BGI speeds up analysis of DNA sequencing data

Share this on social media:

BGI, the world’s largest genomics institute, has heavily reduced the time taken to analyse batches of DNA sequencing data from nearly four days to just six hours using a Nvidia Tesla GPU-based server farm. This analysis speed up is an important step towards reaching the $1,000 genome milestone that would enable genomics to be used in clinical diagnostic tests as a practical component of patient care.

‘We are drowning in the genome data that our high-throughput sequencing machines create every day,’ said Dr Bingqiang Wang, head of high-performance computing at BGI. ‘GPU acceleration of our genome analysis applications enables our scientists to crunch through data and gain insights into bacteria, plants and humans faster than was ever possible. It offers the potential for researchers and healthcare professionals to identify highly-effective and affordable individualised medicines and treatments.’

BGI researchers and collaborators have developed three genome data analysis applications that are accelerated by Nvidia Tesla GPUs. Firstly, the SOAP3 aligner aligns short reads from the sequencing machine against existing reference genome sequences. Through GPU acceleration, it can find all three-mismatch alignments in tens of seconds per one million reads, compared to tens of minutes without GPU acceleration. This means that the sequencing and assembling of individual genomes for comparison to those previously sequenced and studied can be performed quickly to understand potential future disease states and treatments.

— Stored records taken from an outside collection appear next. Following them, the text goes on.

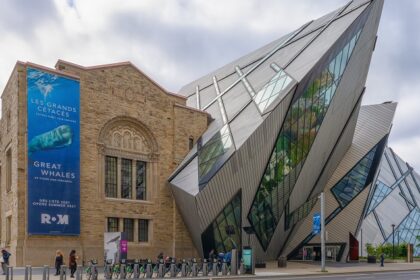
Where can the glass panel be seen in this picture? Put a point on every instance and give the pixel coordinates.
(226, 229)
(110, 176)
(143, 230)
(293, 144)
(112, 225)
(300, 213)
(140, 180)
(408, 230)
(354, 181)
(270, 91)
(208, 155)
(129, 229)
(126, 178)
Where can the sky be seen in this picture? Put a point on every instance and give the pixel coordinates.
(178, 41)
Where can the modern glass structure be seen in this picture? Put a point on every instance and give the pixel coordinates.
(286, 125)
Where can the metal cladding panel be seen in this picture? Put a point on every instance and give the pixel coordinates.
(187, 206)
(347, 95)
(356, 3)
(243, 170)
(373, 124)
(346, 221)
(386, 176)
(413, 188)
(228, 69)
(386, 211)
(370, 231)
(308, 58)
(339, 151)
(260, 76)
(187, 178)
(300, 231)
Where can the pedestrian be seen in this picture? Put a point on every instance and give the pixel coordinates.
(72, 263)
(5, 263)
(59, 261)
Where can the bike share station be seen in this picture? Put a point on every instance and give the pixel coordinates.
(118, 267)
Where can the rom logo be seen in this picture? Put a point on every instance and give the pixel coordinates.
(58, 219)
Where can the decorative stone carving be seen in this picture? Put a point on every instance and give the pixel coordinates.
(125, 137)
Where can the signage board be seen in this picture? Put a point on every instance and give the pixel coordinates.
(53, 150)
(316, 223)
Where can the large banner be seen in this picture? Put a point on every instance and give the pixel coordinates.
(53, 154)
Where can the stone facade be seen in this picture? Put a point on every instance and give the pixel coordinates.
(123, 113)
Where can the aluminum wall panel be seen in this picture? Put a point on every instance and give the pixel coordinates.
(310, 56)
(386, 211)
(301, 229)
(187, 206)
(229, 179)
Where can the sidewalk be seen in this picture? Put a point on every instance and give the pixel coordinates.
(310, 268)
(292, 269)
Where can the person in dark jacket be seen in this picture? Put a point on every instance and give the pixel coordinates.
(72, 263)
(59, 261)
(6, 255)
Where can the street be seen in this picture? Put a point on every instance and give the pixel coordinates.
(401, 275)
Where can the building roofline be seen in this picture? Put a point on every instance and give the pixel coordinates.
(51, 70)
(118, 64)
(193, 109)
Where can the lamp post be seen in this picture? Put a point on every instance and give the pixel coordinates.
(393, 241)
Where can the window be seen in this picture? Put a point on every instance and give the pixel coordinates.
(294, 141)
(110, 176)
(9, 170)
(140, 180)
(225, 232)
(190, 142)
(126, 178)
(8, 229)
(129, 229)
(112, 225)
(355, 180)
(300, 213)
(143, 230)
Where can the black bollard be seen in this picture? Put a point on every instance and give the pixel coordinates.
(205, 268)
(136, 271)
(149, 270)
(46, 273)
(28, 272)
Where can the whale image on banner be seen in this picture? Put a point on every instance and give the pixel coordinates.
(53, 153)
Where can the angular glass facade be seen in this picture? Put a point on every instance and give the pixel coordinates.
(355, 180)
(300, 213)
(209, 154)
(224, 233)
(408, 230)
(273, 88)
(381, 191)
(292, 146)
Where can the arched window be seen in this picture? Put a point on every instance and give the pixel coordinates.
(129, 153)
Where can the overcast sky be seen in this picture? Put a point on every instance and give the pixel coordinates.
(177, 41)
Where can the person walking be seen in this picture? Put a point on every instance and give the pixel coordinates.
(72, 263)
(5, 263)
(59, 261)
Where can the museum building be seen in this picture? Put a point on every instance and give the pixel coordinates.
(88, 150)
(237, 157)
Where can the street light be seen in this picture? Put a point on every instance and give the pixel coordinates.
(393, 241)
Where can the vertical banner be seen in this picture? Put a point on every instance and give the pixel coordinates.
(53, 154)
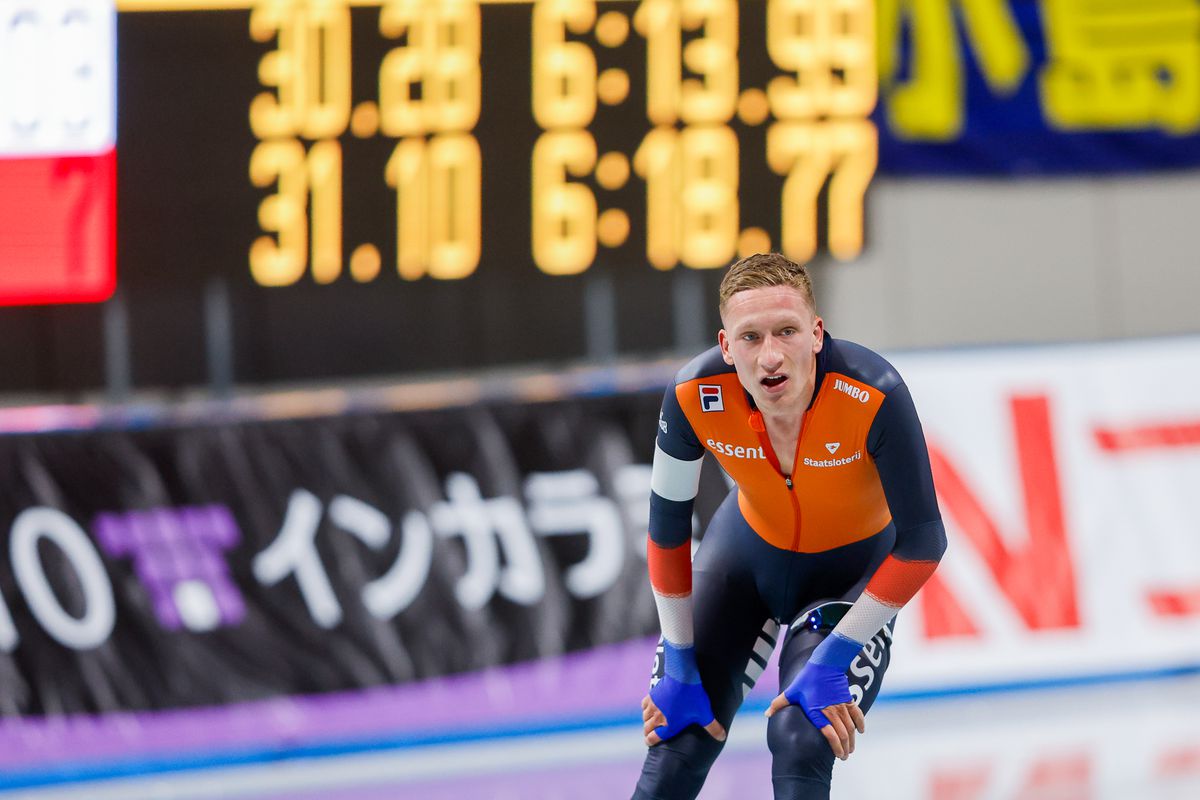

GSNP (SNP detection) is a GPU-accelerated version of the SOAPsnp software that detects variation of a single nucleotide polymorphism (SNP) in the DNA of a genome. These DNA SNP variations can be used to study how individuals develop diseases differently and respond to bacteria, viruses and medicines. Finally, the GAMA (high resolution genotyping tool) finds the distribution of the occurrence or frequency of particular gene variants, such as eye colour or the propensity for prostate cancer in a set of genes.

Tesla GPUs are massively-parallel accelerators based on the Nvidia Cuda parallel computing architecture. Developers can accelerate their applications by using Cuda C, Cuda C++, Cuda Fortran, or by using the simple, easy-to-use directive-based compilers.